2. The cluster-based small sample load prediction method according to claim 1, wherein the denoising the cluster result using a wavelet denoising algorithm comprises:

setting the discrete wavelet transformation order layer number; wherein the number of levels of the discrete wavelet transform is set to a maximum value that is not affected by the edge effect;

and denoising the clustering result by using the discrete wavelet transform.

3. The clustering-based small sample load prediction method according to claim 2, wherein the integrating the historical power load and the power load to be predicted according to the feature vector to obtain a clustering result comprises:

and obtaining the clustering result based on a K-means algorithm, hierarchical clustering, a neighbor propagation algorithm and a Gaussian mixture model.

4. A cluster-based small sample load prediction apparatus, comprising:

the characteristic extraction module is used for extracting characteristics of the historical power load and the power load to be predicted to obtain a characteristic vector; the method is also used for carrying out discrete wavelet analysis and statistical analysis based on seasonality, skewness and sample entropy on the historical power load and the power load to be predicted so as to extract a feature vector;

specifically, discrete wavelet analysis and statistical analysis based on seasonality, skewness and sample entropy are carried out on the historical power load and the power load to be predicted so as to extract a feature vector;

the clustering integration module is used for integrating and clustering the historical power load and the power load to be predicted according to the obtained feature vector to obtain a clustering result;

the noise reduction processing module is used for reducing noise of the clustering result by adopting a wavelet noise reduction algorithm, and carrying out averaging processing on the noise-reduced data to obtain time sequence data with preset length;

the prediction result module is used for inputting the time sequence data with the preset length into a second-order long-short-term memory neural network to obtain a prediction result of the power load; wherein the second-order long-short-term memory neural network is trained via the historical power load and the data of the power load to be predicted.
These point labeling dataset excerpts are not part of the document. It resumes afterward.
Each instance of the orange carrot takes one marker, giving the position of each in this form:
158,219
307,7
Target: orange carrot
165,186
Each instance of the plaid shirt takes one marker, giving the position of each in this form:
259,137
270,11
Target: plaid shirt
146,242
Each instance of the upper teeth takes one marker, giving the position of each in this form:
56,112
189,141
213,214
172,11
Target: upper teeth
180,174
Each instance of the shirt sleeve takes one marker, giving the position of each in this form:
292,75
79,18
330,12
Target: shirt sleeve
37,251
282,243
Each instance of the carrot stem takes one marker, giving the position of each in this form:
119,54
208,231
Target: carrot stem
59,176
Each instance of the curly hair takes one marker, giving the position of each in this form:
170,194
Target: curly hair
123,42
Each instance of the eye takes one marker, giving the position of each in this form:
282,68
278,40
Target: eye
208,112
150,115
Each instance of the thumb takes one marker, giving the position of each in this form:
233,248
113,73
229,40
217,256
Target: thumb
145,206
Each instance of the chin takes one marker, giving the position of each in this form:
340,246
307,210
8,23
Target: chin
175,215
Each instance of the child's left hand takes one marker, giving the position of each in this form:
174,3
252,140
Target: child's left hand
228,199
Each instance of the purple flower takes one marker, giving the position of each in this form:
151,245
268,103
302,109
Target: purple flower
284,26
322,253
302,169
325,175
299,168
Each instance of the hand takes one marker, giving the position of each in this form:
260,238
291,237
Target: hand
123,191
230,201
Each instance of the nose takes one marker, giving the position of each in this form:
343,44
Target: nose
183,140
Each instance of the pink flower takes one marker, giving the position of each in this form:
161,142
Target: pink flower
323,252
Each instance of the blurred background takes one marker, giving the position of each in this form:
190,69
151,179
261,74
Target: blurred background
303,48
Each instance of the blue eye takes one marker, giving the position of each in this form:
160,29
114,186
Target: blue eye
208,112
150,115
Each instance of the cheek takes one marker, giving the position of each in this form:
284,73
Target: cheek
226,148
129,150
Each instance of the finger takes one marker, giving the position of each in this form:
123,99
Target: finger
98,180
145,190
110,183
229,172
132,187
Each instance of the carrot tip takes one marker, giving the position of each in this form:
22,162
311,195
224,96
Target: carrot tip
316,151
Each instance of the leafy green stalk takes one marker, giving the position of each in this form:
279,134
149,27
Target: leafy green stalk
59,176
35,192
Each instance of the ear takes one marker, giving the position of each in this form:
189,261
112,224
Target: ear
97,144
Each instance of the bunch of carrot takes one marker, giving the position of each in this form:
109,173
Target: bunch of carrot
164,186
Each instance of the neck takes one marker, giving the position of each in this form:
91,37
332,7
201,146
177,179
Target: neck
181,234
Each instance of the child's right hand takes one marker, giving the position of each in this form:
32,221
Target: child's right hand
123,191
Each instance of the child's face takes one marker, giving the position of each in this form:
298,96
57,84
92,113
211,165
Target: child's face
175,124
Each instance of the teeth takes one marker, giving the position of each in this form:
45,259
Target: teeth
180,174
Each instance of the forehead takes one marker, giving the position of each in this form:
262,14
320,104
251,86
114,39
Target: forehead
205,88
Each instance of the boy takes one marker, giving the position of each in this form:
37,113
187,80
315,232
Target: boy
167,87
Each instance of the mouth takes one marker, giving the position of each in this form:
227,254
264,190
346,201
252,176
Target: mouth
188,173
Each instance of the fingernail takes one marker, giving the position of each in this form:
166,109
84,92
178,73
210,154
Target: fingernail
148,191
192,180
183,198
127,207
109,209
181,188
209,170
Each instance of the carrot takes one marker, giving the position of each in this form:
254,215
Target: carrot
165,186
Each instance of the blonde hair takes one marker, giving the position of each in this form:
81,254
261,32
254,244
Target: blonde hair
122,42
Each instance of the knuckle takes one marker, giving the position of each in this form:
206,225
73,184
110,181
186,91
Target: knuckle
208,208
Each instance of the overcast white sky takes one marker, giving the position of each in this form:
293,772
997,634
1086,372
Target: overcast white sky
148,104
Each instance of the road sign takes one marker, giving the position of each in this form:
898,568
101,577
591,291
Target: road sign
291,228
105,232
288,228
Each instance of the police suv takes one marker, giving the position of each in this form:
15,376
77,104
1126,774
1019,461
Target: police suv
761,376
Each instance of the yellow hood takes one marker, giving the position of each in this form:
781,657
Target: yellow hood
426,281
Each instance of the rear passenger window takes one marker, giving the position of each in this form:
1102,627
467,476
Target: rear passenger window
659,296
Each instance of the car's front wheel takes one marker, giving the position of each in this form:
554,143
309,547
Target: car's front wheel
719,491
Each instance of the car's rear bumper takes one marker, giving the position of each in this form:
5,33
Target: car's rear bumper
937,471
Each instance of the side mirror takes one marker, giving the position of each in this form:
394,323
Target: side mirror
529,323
5. The cluster-based small sample load prediction apparatus of claim 4, wherein the noise reduction processing module is further configured to:

and denoising the clustering result by using the discrete wavelet transform.

6. The cluster-based small sample load prediction apparatus of claim 4, wherein the cluster integration module is further configured to:

7. An electronic device comprising a memory and a processor, the memory being coupled to the processor, the memory storing a computer program that, when executed by the processor, implements the cluster-based small sample load prediction method of any of claims 1-3.

8. A computer readable storage medium, characterized in that a computer program is stored, which computer program, when executed, implements the cluster-based small sample load prediction method of any of claims 1-3.